The book, Alick Jeffrey - The Original Boy Wonder - is written by Peter Whittell, a former Daily Express news reporter who was growing up in South Yorkshire at the time Jeffrey appeared to be set for the football firmament.

Despite his affection for the subject, Whittell took a little persuading. "I was going to the pub when I bumped into Jeffrey's son," the newsman reports. "He told me the family had got together and decided they wanted some monument to their father. Alick Jnr said that they didn't want the sands of time to just drift over what could have been a fabulous career and I was very touched. I then talked to a lot of big names and the game and I decided that if I was Alick's son I would probably feel the same way." The Jeffrey family footed the publishing bill - and hired printers in Scunthorpe.

The story commends itself in various ways. At one level it is a fascinating recall of another age, another set of values - at another it might be profitably bought up by the Professional Footballers' Association and distributed to every Premiership plutocrat who has ever woken up with a whisper of a complaint on his breath.

When people commiserated with Jeffrey over his broken leg - it kept him out of the Football League for seven years and when he returned, it was with Skegness - he said: "Don't weep for me, think of those lads in Munich. If I hadn't broken my leg, I would probably have been on that plane."

That wasn't wishful thinking. Jeffrey was a certainty to make it. Everyone agreed. Busby and his old friend, the sublime inside forward Peter Doherty, who was then the manager of Second Division Doncaster, had a row that took many years to repair after the latter won the race to sign the good-looking Yorkshire boy. Jimmy Murphy, a former drill sergeant with all the lack of sentimentality that implies, went on the record to say that he rated Jeffrey in the same bracket as the great Duncan Edwards, who everyone agreed was the supreme talent to be lost in that snowstorm in Munich.
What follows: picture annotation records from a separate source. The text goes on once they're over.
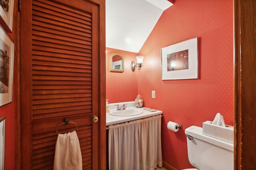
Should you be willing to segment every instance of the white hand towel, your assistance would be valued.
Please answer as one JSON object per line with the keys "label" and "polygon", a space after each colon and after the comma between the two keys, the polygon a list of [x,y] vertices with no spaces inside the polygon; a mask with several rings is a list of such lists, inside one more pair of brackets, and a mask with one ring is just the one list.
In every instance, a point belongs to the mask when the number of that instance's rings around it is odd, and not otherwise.
{"label": "white hand towel", "polygon": [[53,169],[82,170],[82,154],[76,131],[58,135]]}
{"label": "white hand towel", "polygon": [[216,114],[214,119],[212,121],[212,124],[214,125],[218,125],[220,126],[226,127],[225,122],[223,119],[223,116],[220,115],[220,113],[218,113]]}

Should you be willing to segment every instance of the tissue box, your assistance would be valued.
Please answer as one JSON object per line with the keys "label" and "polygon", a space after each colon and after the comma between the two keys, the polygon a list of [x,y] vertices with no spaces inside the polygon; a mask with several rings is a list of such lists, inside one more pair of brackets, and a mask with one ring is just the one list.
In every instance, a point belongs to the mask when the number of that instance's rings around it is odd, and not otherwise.
{"label": "tissue box", "polygon": [[203,123],[203,134],[234,144],[234,127],[226,125],[226,127],[212,124],[206,121]]}

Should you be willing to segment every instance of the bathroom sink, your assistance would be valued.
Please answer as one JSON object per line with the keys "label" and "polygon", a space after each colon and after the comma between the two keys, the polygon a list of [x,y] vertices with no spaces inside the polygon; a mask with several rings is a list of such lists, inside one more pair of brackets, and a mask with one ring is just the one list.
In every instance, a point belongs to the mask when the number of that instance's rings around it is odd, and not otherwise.
{"label": "bathroom sink", "polygon": [[109,114],[114,116],[130,116],[140,115],[143,113],[143,111],[139,109],[126,109],[123,110],[110,110]]}

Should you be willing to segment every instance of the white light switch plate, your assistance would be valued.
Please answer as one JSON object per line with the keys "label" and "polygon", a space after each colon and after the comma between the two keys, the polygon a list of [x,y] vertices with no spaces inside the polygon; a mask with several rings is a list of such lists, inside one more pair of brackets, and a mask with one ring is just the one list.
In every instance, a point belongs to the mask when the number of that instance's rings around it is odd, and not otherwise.
{"label": "white light switch plate", "polygon": [[156,98],[156,91],[152,91],[152,98]]}

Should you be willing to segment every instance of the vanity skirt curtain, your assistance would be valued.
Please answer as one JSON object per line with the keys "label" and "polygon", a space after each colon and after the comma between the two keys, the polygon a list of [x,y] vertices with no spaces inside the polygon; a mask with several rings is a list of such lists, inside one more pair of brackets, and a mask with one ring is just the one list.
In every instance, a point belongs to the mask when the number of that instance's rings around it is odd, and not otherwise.
{"label": "vanity skirt curtain", "polygon": [[161,115],[109,126],[109,167],[154,170],[162,166]]}

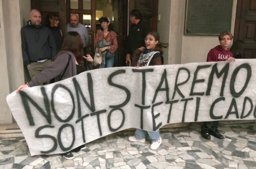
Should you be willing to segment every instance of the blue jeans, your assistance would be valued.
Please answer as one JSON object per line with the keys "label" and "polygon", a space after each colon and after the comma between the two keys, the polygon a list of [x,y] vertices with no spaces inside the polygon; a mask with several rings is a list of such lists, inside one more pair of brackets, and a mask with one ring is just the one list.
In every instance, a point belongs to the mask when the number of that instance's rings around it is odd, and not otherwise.
{"label": "blue jeans", "polygon": [[149,137],[149,139],[152,141],[152,142],[157,142],[160,138],[160,133],[159,130],[150,132],[140,129],[137,129],[135,132],[134,136],[138,139],[142,139],[146,138],[147,133]]}
{"label": "blue jeans", "polygon": [[113,67],[114,66],[114,62],[115,58],[114,56],[111,56],[107,58],[106,58],[105,64],[106,67]]}

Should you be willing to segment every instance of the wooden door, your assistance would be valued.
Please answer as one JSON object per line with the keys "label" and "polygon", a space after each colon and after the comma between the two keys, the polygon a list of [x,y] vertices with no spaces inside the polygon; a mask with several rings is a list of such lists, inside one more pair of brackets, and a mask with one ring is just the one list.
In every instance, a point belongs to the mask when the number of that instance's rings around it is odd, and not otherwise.
{"label": "wooden door", "polygon": [[36,9],[41,13],[42,24],[45,23],[46,15],[55,13],[60,16],[60,28],[66,32],[66,16],[65,1],[63,0],[31,0],[31,9]]}
{"label": "wooden door", "polygon": [[128,25],[128,0],[119,0],[118,8],[118,62],[117,66],[124,66],[126,61],[125,42],[127,36]]}
{"label": "wooden door", "polygon": [[79,23],[88,28],[89,42],[86,46],[86,53],[93,55],[96,30],[95,0],[66,0],[66,23],[69,22],[71,14],[78,15]]}
{"label": "wooden door", "polygon": [[142,20],[149,27],[150,30],[157,31],[158,0],[130,0],[129,11],[134,9],[141,12]]}
{"label": "wooden door", "polygon": [[256,59],[256,0],[238,0],[234,41],[244,43],[244,59]]}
Nobby Stiles recalls that Jeffrey's arrival at Old Trafford was considered a formality. "Everyone knew he was special," the World Cup winner says. When Sir Stanley Matthews, who was no more famous for extravagant comment than the hard-headed Murphy, saw Jeffrey for the first time, he said he was a football genius.
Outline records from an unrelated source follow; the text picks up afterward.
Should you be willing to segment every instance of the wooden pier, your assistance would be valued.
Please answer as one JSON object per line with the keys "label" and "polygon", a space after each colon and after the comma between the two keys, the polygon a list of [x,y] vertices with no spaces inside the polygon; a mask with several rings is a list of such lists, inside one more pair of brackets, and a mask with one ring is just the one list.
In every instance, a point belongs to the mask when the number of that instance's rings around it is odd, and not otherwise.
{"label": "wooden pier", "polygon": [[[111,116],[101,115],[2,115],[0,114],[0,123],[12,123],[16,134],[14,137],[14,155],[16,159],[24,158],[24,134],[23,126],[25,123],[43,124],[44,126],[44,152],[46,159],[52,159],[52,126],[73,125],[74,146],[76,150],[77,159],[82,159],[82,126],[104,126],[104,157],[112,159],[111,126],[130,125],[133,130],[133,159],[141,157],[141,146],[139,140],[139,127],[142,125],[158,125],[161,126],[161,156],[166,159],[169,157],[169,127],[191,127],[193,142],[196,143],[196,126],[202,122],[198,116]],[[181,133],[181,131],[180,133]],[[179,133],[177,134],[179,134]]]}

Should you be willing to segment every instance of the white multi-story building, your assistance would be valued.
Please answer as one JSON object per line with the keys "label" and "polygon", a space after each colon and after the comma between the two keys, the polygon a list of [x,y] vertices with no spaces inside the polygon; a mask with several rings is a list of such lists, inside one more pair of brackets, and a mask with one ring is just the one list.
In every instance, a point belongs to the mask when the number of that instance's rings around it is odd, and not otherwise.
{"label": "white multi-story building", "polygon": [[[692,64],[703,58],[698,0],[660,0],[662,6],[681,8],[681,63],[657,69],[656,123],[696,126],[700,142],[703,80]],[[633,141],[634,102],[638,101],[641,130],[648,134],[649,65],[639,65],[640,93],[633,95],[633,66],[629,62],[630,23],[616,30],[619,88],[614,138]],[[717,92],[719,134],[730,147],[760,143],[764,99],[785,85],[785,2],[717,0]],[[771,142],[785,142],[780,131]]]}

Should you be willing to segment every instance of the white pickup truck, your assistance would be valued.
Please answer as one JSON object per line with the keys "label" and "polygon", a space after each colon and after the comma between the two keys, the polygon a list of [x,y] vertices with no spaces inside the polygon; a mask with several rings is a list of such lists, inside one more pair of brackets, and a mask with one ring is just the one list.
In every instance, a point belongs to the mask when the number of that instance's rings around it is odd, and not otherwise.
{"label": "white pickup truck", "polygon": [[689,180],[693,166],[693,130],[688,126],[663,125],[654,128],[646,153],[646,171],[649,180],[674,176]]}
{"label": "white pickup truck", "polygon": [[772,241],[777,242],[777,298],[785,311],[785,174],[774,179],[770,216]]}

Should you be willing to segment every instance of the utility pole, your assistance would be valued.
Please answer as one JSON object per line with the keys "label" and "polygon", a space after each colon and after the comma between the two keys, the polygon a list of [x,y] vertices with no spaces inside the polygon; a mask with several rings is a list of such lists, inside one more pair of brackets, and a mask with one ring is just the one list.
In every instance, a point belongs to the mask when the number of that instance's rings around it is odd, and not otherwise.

He had beautiful balance and scored spectacular goals. He was playing in the Second Division at the age of 15. He scored a winning goal in an epic FA Cup duel with Aston Villa, when six matches were played in 17 days. He represented England at every possible level below full international - the first player to do so.

When Jeffrey left the game as a 17-year-old he was awarded £4,000 in compensation - against Doncaster's £15,000. He never complained, and eventually resurfaced with Skegness, who were managed by George Raynor, the famous coach whose work, while never really recognised in England, was celebrated in Sweden when he took that nation to the 1958 World Cup final against Brazil. Raynor skilfully taught him to make the best of his reduced athleticism, and when he returned to the League with Doncaster seven years later he was the League's top scorer with 39 goals.

Jeffrey was never the most dedicated professional who ever lived. His League comeback, inevitably set along more modest lines, was ravaged when a car he was travelling in had a head-on collision with a lorry in the early morning. The accident occurred after a night of revelling in Stoke - yes, Stoke - but when sympathy was offered, Jeffrey pointed out that his driver - and team-mate John Stevenson - had died in the crash. He had fallen asleep at the wheel.

Until his death Jeffrey was a popular figure around Doncaster. Always amiable when confronted by old fans as he walked to the bookies' shop and the pub, he was thrilled when Doncaster's passionate owner, John Ryan, appointed him club president - and was always to be seen proudly sitting at the front of the team bus, even in those days when the club had been banished to the Conference.

Jeffrey always said that he had nothing to complain about. He had a lot of pleasure in life. He had a family he loved and it was one that was proud of him. There was a purpose in everything. He broke his leg but he didn't die in a Munich snowdrift. Once he was a wonder boy but, for him, life rolled on, and for this alone he was grateful. Alick Jeffrey Jnr was right. It was necessary to record such a football life.